The 'Bible' of Texas Football was first issued in 1960. This year marks 60 editions of the magazine, & they've endeavored on a unique project to memorialize 60 years

LEWISVILLE, Texas — It's the first thing many Texas football fans do in late June or July.  It's how they know whether Mansfield Summit or Sachse or Irving MacArthur will be any good this year.

Frankly, it's tradition.

Dave Campbell's Texas Football magazine is one of a kind.  Which, really, is why it's been able to last this long.  Their 2019 edition will mark 60 years worth of magazines.

And to think, it almost didn't happen.

"Dave, in 1960, he had two ideas, there sitting at his kitchen table in Waco," managing editor Greg Tepper tells us, as we sit in the DCTF headquarters in Lewisville. "He was either going to start a magazine that covered the Southwest Conference and covered Texas High School, you know 'schoolboy teams' as they called them... or he was going to start a regional bowling magazine.  

"I personally am very glad he chose the football magazine."

So is Texas.  The passion in this state for Friday night's, big rivalries, and state playoff runs is unmatched around the country.  Heck, there's a fervor here for the small rivalries, and teams who don't make the playoffs.

"We wouldn't do it if people didn't ask for it," Tepper said.  "You would not believe the phone calls I get, about the preview we write for a school with 104 kids in it, because maybe we're underrating that team.  But that passion, I love getting those calls, I love getting those tweets, I love getting those 'you're underestimating this small team that maybe nobody is paying attention to, because that means they're passionate, and that's what drives this magazine."

The history held within the DCTF headquarters is fascinating to behold.
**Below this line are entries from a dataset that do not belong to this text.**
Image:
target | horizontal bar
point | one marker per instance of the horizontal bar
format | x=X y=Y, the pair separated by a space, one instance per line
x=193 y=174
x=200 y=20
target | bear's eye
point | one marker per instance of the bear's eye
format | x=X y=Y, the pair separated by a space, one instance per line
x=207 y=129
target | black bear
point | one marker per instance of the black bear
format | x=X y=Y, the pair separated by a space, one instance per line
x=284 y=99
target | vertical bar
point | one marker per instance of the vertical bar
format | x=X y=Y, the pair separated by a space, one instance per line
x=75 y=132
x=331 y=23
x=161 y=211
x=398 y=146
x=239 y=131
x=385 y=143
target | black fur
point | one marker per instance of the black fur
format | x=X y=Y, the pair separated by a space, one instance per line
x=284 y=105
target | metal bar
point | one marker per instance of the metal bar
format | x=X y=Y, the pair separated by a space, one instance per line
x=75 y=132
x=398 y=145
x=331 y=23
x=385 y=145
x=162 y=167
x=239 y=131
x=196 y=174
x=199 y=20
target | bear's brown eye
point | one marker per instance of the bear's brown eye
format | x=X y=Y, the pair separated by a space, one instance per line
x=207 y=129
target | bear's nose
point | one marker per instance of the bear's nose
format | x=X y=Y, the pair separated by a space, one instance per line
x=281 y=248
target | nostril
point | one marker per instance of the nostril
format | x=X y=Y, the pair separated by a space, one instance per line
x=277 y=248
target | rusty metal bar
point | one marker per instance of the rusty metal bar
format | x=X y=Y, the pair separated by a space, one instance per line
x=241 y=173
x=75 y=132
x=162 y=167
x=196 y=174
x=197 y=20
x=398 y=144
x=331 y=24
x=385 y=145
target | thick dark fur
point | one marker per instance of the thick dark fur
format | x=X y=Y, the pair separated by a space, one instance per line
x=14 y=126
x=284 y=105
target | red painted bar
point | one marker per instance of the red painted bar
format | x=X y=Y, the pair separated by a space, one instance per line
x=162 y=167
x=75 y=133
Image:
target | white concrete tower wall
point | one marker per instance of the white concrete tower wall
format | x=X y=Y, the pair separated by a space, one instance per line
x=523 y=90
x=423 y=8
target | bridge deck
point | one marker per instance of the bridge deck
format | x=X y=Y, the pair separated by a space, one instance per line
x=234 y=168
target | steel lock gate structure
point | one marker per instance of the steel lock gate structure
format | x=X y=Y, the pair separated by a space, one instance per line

From Colt McCoy on the cover of the 2009 edition, with a prediction that Texas would win that year's National Championship, to Texas Tech's Spike Dikes on the cover of the 1990 edition, all the way back to the original 1960 edition, with Texas running back Jack Collins gracing the cover. 

"You can see names like Earl Campbell playing for John Tyler, or you can go see Billy Sims playing for Hooks," Tepper explains. "But you can also see names that you wouldn't expect, like you can go see Jamie Foxx playing for Terrell, or you can go see Stone Cold Steve Austin playing for Edna."

But all that history isn't easy to get your hands on. Many of these editions have scant few copies left over -- even at the magazine's headquarters.  So this spring, they teamed up with the Non-Pareil Institute, an organization that helps to provide better futures for adults on the autism spectrum, to digitize all sixty editions.

"You know, when you have 60 years of magazines, that's a lot of content," Tepper said. "And what the Non-Pareil Institute has been able to do in our partnership has been unbelievable."

And the team at NPI are devoted to the project.

"Dave Campbell's Texas Football is benefiting from the work being done," NPI director Mark Theurer said, "our crew members are benefiting from getting trained, getting work experience, and getting paid for it, so it's very much a win-win for everybody involved."

A team of eight works on the magazines, placing every last page on a scanner, to digitize thousands of pages of history.

"Something about repetitive, just doing the same thing over and over, it's just calming to me," NPI student Dan Sutterfield said. "I don't know why.  Other people find it boring, I just find it calming."

The end result -- sixty years of history, right at your finger tips.. 

Dave Campbell is 94, now. He's still the editor-in-chief, but the team in Lewisville is responsible for carrying on the tradition he built.

"We take the fact that Dave Campbell's name is on the masthead very seriously," Tepper said.  "Dave Campbell gave us this great gift of this legacy, that it's our job to maintain.  And to reach 60 means a lot to us, I know it means a lot to Dave, and it's a milestone that a lot of people, and lot of magazines, a lot of publications never get to.

"It's a charge to keep. It's a legacy to maintain. And it's something that everybody in this room really takes seriously."